A Thief in the Night

chapter Fifty-three

Cythera clutched her hands together, beseeching the dwarf one last time. “You have no antidote. I see. Very well. Then at least take us out of here. Please, I beg of you. Take us back to the surface. If you don’t, he’ll die.”

“If you don’t you’ll be Slag’s murderer,” Malden added.

“Who? Little me?” Balint laughed. “I didn’t shoot him with that dart.”

“What difference does that make?” Malden said.

“All the difference in the world. At least as far as the law is concerned. A dwarf can’t use a weapon, not anywhere in Skrae. So I didn’t. I just built one. Oh, true. I left the thing where he was bound to stumble on it, clumsy f*ck that he is. But he could have avoided it if he was a little more careful.”

“You have a funny idea of guilt and culpability,” Malden said. Though he knew she was correct. The law said that a human who killed a dwarf, even by accident, would forfeit his life. Dwarves, on the other hand, were held to a more lenient standard. They could not wield traditional weapons, and they were forbidden from attacking anyone directly. Yet if they caused a death indirectly—through, say, laying a poison dart trap—they were held free of guilt. That loophole in the treaty was why they’d become so good at building cunning and insidious traps—and why humans always watched their step around angry dwarves.

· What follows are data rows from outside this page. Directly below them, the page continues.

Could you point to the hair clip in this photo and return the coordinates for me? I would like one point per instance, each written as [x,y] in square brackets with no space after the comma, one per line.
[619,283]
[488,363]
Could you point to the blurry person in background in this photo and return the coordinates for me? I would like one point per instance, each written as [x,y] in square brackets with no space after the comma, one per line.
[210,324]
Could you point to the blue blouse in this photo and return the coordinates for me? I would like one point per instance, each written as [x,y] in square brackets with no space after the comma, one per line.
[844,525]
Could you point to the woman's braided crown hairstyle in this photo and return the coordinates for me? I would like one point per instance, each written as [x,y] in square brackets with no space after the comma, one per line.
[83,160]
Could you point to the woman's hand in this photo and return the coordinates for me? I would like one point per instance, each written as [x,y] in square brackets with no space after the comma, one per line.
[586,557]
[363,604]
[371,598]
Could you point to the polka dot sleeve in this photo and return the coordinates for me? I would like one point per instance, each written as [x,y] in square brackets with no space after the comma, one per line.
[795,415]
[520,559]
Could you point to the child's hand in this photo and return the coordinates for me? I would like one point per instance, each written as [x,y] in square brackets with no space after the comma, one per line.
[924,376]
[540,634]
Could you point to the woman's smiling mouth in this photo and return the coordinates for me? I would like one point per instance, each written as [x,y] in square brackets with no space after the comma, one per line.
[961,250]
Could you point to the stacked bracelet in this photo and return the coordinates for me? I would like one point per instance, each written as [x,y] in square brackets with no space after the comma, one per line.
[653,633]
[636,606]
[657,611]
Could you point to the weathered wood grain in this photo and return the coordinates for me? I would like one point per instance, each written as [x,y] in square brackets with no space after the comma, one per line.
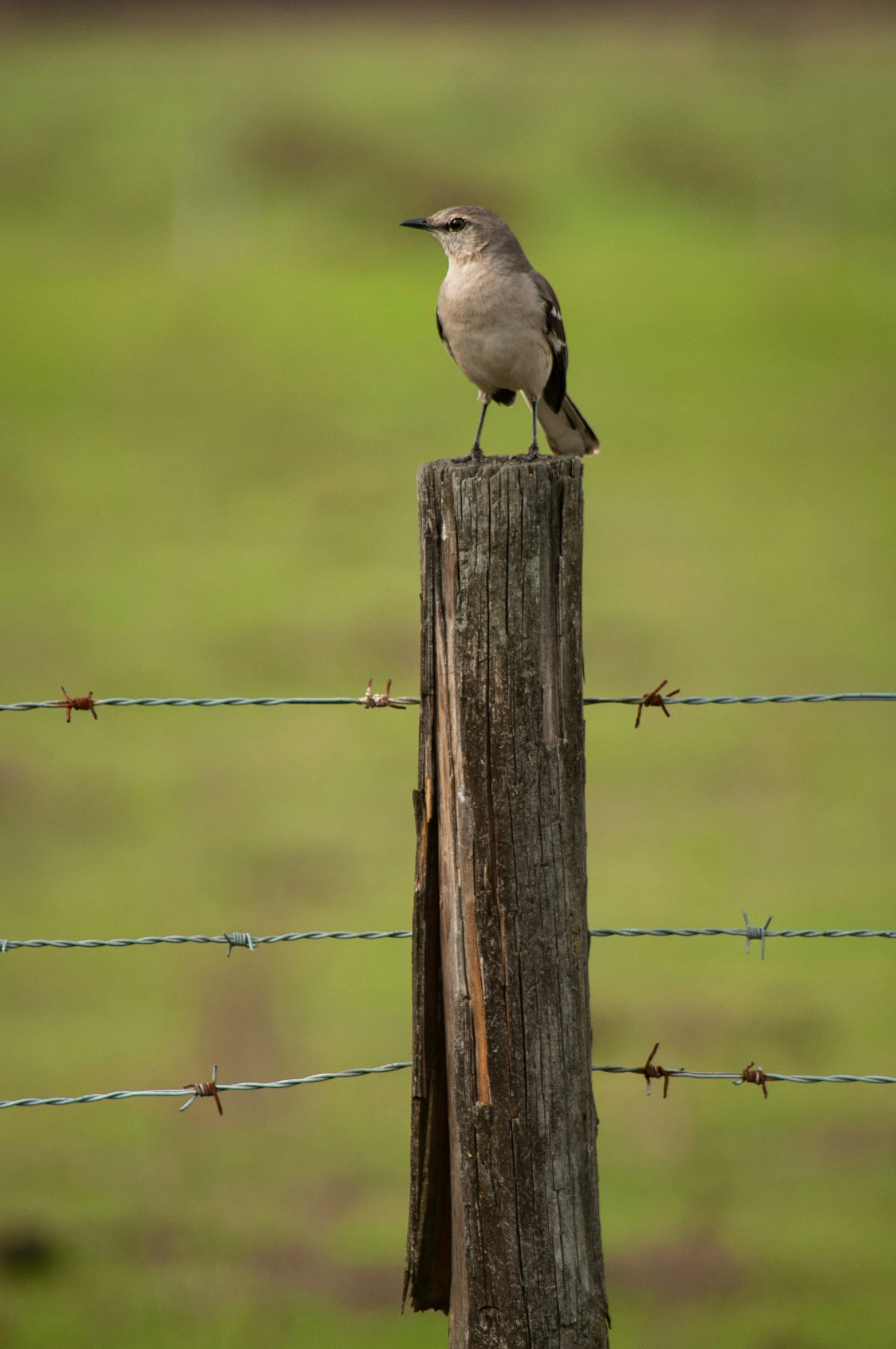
[504,1226]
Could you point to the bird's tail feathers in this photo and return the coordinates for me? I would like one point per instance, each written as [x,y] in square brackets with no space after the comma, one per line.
[567,432]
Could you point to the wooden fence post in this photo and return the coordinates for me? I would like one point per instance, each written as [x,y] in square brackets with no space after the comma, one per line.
[504,1228]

“Ignore him,” Cythera insisted. She implored Malden with her eyes to hold his tongue. He just looked away. “He’s just upset because his friend is dying,” Cythera went on. “Listen to me, Balint. Slag still has a chance to survive if I can reach the surface. I can save him. But down here, he’ll perish, surely.”

Balint shrugged. “As far as the king of the dwarves is concerned, this motherless snot-drip died a long time ago. When we exile somebody, they stop being a dwarf, for all practical intents.”

Balint kept throwing out references to Slag’s past that Malden caught, but time was too short to follow up on them. Still, he filed them away for later. Slag had been exiled? He was a debaser? Whatever that was. His real name was . . . Urin? Malden had so many questions.

“You,” he said, fuming with anger, “could stop being a dwarf right now.” He began to lift the sword.

A hand grabbed his forearm and he spun around to find Cythera behind him, stopping him from killing the little monster. She slapped him across the face, very hard.

The rage inside him threatened to boil over. His vision went red and he growled, literally growled, in the desire to attack, to kill.

“Malden,” Cythera said, “I understand.”

His rage hit a brick wall. He was so surprised he couldn’t move.

“I understand how you’re feeling right now. Believe me, I do. But if you harm her, then you’ll be throwing your life away. And you won’t help Slag at all.”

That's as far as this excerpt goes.